The Six Five team discusses Groq’s milestone of running Llama-2 70B at more than 100 tokens per second.
If you are interested in watching the full episode you can check it out here.
Disclaimer: The Six Five Webcast is for information and entertainment purposes only. Over the course of this webcast, we may talk about companies that are publicly traded and we may even reference that fact and their equity share price, but please do not take anything that we say as a recommendation about what you should do with your investment dollars. We are not investment advisors and we ask that you do not treat us as such.
Daniel Newman: Groq made a pretty big announcement about a hundred tokens per user per second. Pat, what does that mean?
Patrick Moorhead: Yeah, so good question. So first of all, Groq is a company that was founded by the folks that did the Google TPU. So smart cookies. And in my vernacular, they’re creating an ASIC to tackle first inference and then training. As we talked about many times on this show, an ASIC is more efficient than a GPU at doing certain things. And then the challenge is putting a programmatic layer on top of the ASIC to make it programmable.

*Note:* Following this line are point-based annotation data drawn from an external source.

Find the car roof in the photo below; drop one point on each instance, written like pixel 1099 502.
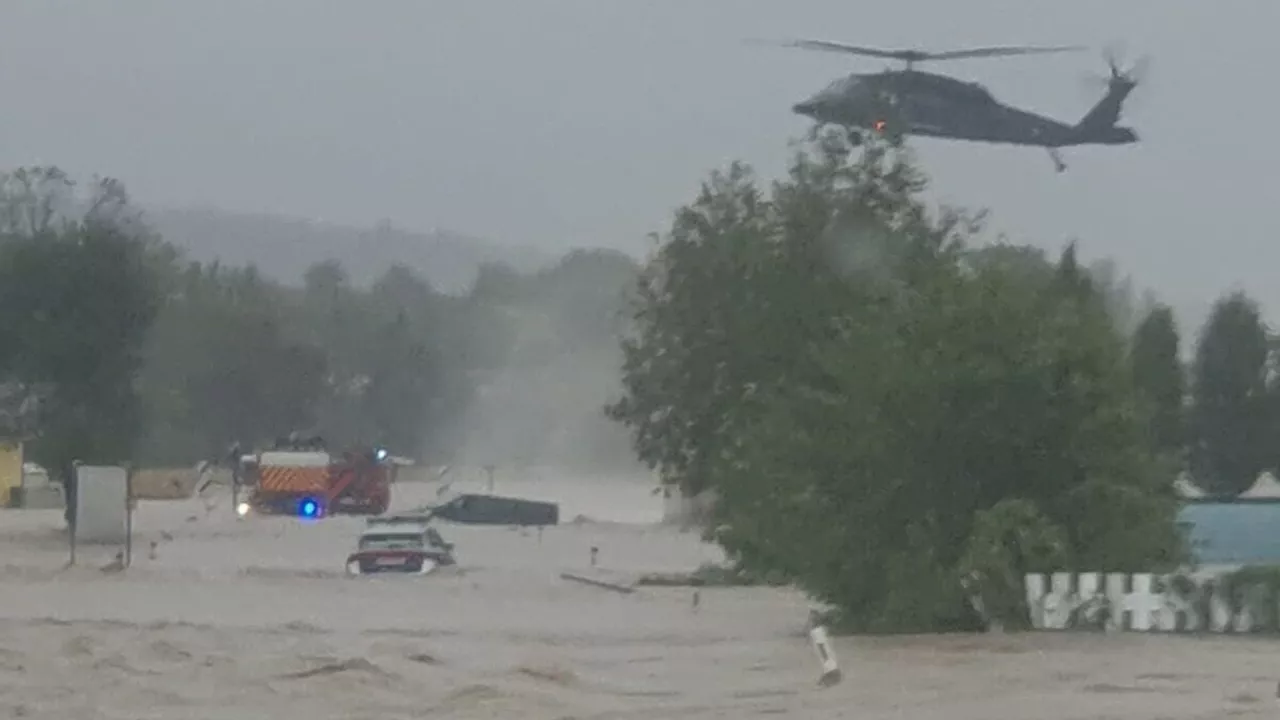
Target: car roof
pixel 388 531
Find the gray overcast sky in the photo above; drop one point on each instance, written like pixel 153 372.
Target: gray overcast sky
pixel 558 123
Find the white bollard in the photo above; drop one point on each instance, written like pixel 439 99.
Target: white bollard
pixel 826 655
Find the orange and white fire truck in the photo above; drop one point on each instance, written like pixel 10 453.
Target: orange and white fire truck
pixel 305 479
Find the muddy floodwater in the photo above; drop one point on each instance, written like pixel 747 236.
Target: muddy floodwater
pixel 255 619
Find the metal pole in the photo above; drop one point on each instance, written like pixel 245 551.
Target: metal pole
pixel 72 500
pixel 128 515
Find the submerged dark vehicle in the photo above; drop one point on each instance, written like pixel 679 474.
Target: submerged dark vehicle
pixel 476 509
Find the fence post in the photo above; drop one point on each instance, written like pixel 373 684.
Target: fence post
pixel 128 514
pixel 72 499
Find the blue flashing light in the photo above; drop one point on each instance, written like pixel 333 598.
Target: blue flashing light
pixel 309 509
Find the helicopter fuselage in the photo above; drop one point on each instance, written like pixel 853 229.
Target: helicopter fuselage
pixel 910 101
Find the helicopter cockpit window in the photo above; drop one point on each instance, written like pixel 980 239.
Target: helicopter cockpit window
pixel 841 87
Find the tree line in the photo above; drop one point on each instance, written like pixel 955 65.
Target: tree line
pixel 903 420
pixel 118 349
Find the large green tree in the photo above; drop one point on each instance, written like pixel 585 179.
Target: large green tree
pixel 1230 415
pixel 1157 373
pixel 868 397
pixel 78 292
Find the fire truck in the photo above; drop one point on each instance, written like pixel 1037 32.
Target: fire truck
pixel 304 479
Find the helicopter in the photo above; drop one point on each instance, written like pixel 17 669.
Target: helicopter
pixel 896 103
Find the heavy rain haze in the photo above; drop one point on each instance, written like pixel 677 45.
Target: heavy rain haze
pixel 583 123
pixel 558 250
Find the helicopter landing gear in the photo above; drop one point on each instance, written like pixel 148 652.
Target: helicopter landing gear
pixel 1057 159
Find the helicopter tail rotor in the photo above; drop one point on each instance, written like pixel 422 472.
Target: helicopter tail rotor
pixel 1120 77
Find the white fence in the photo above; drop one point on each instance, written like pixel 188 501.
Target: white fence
pixel 1142 602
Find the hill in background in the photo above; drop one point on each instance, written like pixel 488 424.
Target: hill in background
pixel 283 247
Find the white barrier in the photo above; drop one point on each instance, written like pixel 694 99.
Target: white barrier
pixel 101 505
pixel 1119 601
pixel 826 656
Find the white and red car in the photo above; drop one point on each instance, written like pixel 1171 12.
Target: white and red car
pixel 400 543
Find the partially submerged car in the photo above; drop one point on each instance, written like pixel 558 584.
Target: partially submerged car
pixel 476 509
pixel 400 543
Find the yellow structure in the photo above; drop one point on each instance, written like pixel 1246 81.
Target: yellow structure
pixel 10 469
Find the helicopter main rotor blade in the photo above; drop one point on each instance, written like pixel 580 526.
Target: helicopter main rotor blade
pixel 1001 51
pixel 918 55
pixel 854 49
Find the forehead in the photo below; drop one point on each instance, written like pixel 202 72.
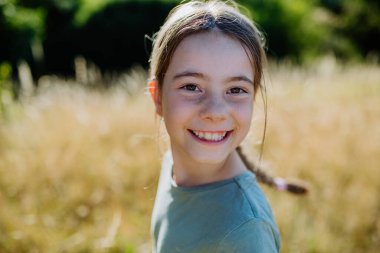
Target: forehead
pixel 214 54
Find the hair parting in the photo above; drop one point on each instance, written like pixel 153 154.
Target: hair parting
pixel 192 17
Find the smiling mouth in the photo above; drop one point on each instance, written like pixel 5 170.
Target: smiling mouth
pixel 213 136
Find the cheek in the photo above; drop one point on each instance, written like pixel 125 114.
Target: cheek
pixel 243 113
pixel 175 109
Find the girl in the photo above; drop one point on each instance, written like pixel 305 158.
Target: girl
pixel 206 68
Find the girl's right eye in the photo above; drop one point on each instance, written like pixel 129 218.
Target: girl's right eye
pixel 190 87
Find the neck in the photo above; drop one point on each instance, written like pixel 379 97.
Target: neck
pixel 195 173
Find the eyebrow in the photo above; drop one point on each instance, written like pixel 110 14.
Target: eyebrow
pixel 202 76
pixel 189 74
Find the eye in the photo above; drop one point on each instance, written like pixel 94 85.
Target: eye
pixel 236 90
pixel 190 87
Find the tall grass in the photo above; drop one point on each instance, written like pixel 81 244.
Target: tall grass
pixel 79 166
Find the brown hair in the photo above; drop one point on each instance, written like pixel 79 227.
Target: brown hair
pixel 202 16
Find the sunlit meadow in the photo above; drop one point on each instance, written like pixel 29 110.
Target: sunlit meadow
pixel 79 165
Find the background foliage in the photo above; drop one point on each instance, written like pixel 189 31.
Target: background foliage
pixel 49 34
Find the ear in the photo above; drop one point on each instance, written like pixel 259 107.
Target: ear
pixel 155 94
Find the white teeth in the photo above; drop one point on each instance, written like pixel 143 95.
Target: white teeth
pixel 210 136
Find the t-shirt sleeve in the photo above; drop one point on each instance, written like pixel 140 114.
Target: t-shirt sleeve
pixel 254 236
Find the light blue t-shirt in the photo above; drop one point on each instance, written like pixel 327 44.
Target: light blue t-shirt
pixel 228 216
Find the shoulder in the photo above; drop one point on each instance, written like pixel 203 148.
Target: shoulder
pixel 254 236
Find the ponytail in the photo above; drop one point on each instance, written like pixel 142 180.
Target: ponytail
pixel 274 182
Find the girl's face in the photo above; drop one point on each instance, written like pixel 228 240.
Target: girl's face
pixel 207 98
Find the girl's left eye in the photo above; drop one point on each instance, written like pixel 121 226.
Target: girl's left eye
pixel 236 90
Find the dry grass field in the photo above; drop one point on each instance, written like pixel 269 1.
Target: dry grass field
pixel 79 166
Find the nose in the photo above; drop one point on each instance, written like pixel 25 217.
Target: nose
pixel 214 108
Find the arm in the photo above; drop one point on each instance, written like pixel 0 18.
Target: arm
pixel 253 236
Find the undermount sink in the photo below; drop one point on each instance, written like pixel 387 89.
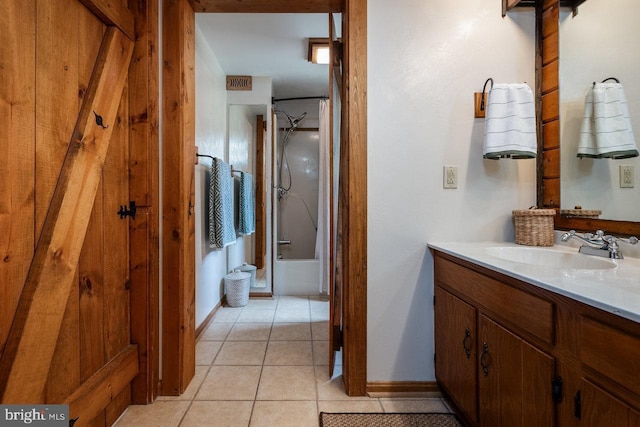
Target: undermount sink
pixel 546 257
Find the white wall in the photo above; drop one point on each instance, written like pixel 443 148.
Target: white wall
pixel 600 42
pixel 425 61
pixel 211 125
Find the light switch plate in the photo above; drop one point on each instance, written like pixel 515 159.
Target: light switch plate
pixel 626 176
pixel 450 177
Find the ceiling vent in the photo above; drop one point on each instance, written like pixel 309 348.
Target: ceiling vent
pixel 239 82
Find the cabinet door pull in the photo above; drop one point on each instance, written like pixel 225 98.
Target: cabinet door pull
pixel 485 353
pixel 466 342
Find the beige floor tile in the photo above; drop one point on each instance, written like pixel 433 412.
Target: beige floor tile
pixel 293 303
pixel 321 352
pixel 292 316
pixel 285 414
pixel 413 405
pixel 320 331
pixel 194 385
pixel 319 315
pixel 230 383
pixel 158 414
pixel 206 351
pixel 289 353
pixel 287 383
pixel 256 316
pixel 371 405
pixel 218 414
pixel 216 331
pixel 290 332
pixel 241 353
pixel 332 388
pixel 262 303
pixel 250 332
pixel 227 314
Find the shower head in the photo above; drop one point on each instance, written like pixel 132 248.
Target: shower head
pixel 294 121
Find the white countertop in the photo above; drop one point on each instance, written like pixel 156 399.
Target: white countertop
pixel 616 290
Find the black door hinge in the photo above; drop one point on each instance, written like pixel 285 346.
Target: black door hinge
pixel 556 389
pixel 124 212
pixel 577 405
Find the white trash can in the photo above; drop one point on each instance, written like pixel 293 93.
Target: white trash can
pixel 251 269
pixel 236 287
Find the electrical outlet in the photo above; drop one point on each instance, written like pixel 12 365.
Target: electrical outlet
pixel 626 176
pixel 450 177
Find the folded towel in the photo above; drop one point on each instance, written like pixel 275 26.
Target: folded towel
pixel 247 222
pixel 606 127
pixel 221 230
pixel 510 123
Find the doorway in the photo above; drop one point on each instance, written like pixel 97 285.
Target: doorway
pixel 178 114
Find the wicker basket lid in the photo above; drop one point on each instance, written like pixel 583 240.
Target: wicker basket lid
pixel 534 212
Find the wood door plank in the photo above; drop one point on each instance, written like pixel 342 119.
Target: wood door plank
pixel 34 332
pixel 113 12
pixel 116 254
pixel 103 387
pixel 17 152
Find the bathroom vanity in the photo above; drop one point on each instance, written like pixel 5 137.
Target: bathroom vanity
pixel 522 343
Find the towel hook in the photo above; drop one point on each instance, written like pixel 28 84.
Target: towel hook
pixel 607 79
pixel 484 88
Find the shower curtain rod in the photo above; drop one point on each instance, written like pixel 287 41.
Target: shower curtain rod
pixel 274 100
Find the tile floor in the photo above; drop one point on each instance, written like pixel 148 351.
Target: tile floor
pixel 266 364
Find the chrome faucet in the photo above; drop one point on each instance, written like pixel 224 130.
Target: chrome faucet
pixel 599 244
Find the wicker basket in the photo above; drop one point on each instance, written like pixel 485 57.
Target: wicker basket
pixel 236 286
pixel 534 227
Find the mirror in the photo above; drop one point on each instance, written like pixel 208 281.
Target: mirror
pixel 599 42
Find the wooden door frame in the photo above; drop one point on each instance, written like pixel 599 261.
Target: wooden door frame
pixel 177 16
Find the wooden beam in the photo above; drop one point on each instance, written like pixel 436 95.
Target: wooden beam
pixel 178 152
pixel 354 222
pixel 32 339
pixel 113 12
pixel 90 399
pixel 271 6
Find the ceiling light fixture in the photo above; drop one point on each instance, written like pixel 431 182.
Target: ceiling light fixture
pixel 318 52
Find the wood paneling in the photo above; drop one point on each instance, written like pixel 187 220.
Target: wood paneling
pixel 106 384
pixel 144 190
pixel 17 152
pixel 34 332
pixel 178 183
pixel 550 191
pixel 271 6
pixel 113 12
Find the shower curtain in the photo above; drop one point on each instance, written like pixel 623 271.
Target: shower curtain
pixel 324 192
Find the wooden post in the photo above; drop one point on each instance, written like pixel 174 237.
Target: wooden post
pixel 32 339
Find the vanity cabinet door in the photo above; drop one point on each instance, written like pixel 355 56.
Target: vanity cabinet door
pixel 455 341
pixel 514 379
pixel 600 409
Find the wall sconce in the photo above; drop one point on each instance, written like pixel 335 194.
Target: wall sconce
pixel 318 51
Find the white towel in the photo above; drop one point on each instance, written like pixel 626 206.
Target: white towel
pixel 221 230
pixel 247 220
pixel 510 123
pixel 606 127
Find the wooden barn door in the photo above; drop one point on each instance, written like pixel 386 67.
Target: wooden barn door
pixel 64 156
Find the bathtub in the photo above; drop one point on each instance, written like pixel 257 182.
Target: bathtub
pixel 296 277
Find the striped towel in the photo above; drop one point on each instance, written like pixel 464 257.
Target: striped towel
pixel 510 123
pixel 221 230
pixel 247 221
pixel 606 127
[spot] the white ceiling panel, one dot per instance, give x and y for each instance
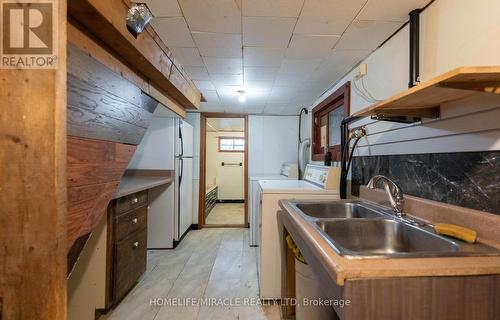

And then there’s Llama 2. So Llama 2 is an open source model that came out of Meta that everybody but trillion-dollar companies can take advantage of for free. And essentially it’s all the rage, right? Open models, right? Because we don’t want one company to have their model.
And what do I mean by closed models, right? So OpenAI and ChatGPT is a closed model. Bard is a closed system as well. So now, you have in the enterprise world at least everybody’s saying, “Hey, it’s about a combination of proprietary and open models distributed through somebody like a hugging face.” And then the 70 billion parameter model where they were literally according to them. And I can’t find any data that says this is not, it’s the fastest performance on Llama 2 70 billion parameter at over a hundred tokens per second per user. And the reason tokens are important as tokens determine the amount of data that can go into the prompt or they can go into the grounding.
So this has a lot to do with the pricing as well. So the cool part is that the cost is just extraordinarily lower to do this. And Dan, you hit this on the NVIDIA piece. Groq says that on a workload like this you get three X lower total cost of ownership from the inception, which is really great value, right? Those are comparisons using an 80-node NVIDIA A100 SuperPOD is $27 million, and H100 SuperPOD is $39 million. And a Groq 80 node system is $18 million. So again, competition is good. Dan, that’s a theme on our show. We say it every day. Competition matters. And one final thing, current silicon is 14 nanometer. Imagine when they get to four nanometer or five nanometer, performance and power should be amazing.
Daniel Newman: Absolutely. So I’m going to keep running. I’ll just say in the press release I did comment availability, Pat. I mean, you can actually buy these things. I just want to point that out. These are actually available which and surprise people wouldn’t want to capitalize on that.